O Supremo Tribunal Federal declarou inconstitucional o trecho do art. 103 da Lei nº 13.846/2019 que dispõe sobre o prazo decadencial de dez anos para ajuizamento de ação que busca concessão ou restabelecimento de benefício previdenciário negado.

Nesse sentido, o relator do caso, ministro Edson Fachin, observou que a revisão do ato administrativo, que negou o benefício previdenciário, é um instrumento essencial para assegurar o direito do segurado , por conta disso, o prazo decadencial fere diretamente o núcleo do direito.

De acordo com os autos do processo, a ação direta de inconstitucionalidade foi ajuizada pela Confederação Nacional dos Trabalhadores da Indústria – CNTI contra a Medida Provisória nº 871/2019, que posteriormente se tornou a Lei nº 13.846/2019.
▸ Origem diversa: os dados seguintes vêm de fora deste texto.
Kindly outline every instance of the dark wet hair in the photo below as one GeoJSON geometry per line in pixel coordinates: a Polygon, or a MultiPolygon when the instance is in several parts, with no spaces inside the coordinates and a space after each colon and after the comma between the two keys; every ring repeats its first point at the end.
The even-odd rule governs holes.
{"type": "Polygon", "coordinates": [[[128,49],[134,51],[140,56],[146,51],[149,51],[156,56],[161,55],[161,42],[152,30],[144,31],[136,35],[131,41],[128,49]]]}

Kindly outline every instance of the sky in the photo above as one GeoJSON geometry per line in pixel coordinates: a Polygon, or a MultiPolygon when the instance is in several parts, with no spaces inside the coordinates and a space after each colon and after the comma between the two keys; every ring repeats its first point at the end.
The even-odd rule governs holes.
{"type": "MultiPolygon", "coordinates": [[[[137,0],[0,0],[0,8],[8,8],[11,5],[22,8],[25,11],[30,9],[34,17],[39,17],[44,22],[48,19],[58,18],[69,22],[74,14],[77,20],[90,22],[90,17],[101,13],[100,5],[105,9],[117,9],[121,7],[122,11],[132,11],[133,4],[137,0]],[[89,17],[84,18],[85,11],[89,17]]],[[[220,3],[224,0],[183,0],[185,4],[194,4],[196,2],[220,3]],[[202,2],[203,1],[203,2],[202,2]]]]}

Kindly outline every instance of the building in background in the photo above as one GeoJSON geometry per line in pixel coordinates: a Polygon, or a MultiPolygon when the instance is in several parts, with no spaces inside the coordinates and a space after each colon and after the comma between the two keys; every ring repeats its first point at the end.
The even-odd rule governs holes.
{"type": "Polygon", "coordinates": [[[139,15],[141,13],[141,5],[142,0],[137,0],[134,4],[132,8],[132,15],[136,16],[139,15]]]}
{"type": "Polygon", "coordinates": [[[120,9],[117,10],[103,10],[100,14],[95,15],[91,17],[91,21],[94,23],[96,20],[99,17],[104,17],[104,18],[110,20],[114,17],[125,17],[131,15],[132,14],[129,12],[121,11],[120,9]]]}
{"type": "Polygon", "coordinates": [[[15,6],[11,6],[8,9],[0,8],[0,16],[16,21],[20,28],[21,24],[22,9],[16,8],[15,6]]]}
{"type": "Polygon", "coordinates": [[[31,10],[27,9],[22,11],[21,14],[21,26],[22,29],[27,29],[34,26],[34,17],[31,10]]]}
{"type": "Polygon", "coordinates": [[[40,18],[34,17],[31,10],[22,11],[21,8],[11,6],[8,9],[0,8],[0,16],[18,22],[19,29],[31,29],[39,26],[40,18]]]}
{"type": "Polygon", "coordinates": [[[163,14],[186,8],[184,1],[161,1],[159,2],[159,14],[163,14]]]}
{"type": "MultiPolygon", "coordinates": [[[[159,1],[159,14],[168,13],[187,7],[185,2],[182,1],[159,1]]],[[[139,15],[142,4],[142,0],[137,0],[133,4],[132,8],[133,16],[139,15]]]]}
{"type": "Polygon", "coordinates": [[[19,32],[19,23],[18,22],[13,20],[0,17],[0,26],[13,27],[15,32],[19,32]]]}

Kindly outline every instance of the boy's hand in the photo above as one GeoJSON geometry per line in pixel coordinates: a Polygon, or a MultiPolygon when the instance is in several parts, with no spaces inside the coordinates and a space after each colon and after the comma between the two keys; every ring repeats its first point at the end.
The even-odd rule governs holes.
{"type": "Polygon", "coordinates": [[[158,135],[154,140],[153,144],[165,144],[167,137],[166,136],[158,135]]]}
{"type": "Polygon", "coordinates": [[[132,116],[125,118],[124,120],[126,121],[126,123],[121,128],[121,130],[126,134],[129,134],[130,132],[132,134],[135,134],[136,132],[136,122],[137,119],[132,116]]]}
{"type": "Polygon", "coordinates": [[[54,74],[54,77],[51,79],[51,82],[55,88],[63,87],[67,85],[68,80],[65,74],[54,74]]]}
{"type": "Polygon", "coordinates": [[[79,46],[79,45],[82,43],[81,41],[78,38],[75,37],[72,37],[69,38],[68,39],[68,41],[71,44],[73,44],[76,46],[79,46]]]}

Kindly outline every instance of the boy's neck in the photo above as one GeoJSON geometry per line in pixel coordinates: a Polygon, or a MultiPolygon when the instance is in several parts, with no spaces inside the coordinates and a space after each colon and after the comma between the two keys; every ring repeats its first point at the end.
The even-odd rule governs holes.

A Confederação questiona especificamente o art. 24 da respectiva legislação que altera o art. 103 da Lei nº 8.213/91 no qual dispõe o seguinte texto:

“Art. 103. O prazo de decadência do direito ou da ação do segurado ou beneficiário para a revisão do ato de concessão, indeferimento, cancelamento ou cessação de benefício e do ato de deferimento, indeferimento ou não concessão de revisão de benefício é de 10 (dez) anos, contado:”

De acordo com a entidade, o dispositivo contraria a jurisprudência do Supremo Tribunal Federal ao limitar o direito fundamental à concessão do benefício ao prazo decadencial.

Ao analisar o caso, Fachin observou que aceitar a determinação do dispositivo legal “implicaria comprometer o exercício do direito à sua obtenção”.

Ademais, destacou que a própria Corte admitiu a presença do prazo decadencial para revisão do ato concessório, entretanto, ao admitir a incidência em caso de negativo ou cancelamento do benefício, está em sentido oposto em relação aos princípios basilares que regem a Constituição Federal.

Contudo, o ministro Marco Aurélio apresentou divergência em relação ao voto do relator, destacando que o legislador busca pela segurança jurídica, , portanto, sendo aplicável a decadência à impugnação de ato que trata de concessão, indeferimento, cancelamento ou cessação de benefício.

Por fim, o Supremo por maioria dos votos, decidiu acompanhar a decisão de Fachin no entendimento de manter a inconstitucionalidade do prazo decadencial para revisão de benefício previdenciário.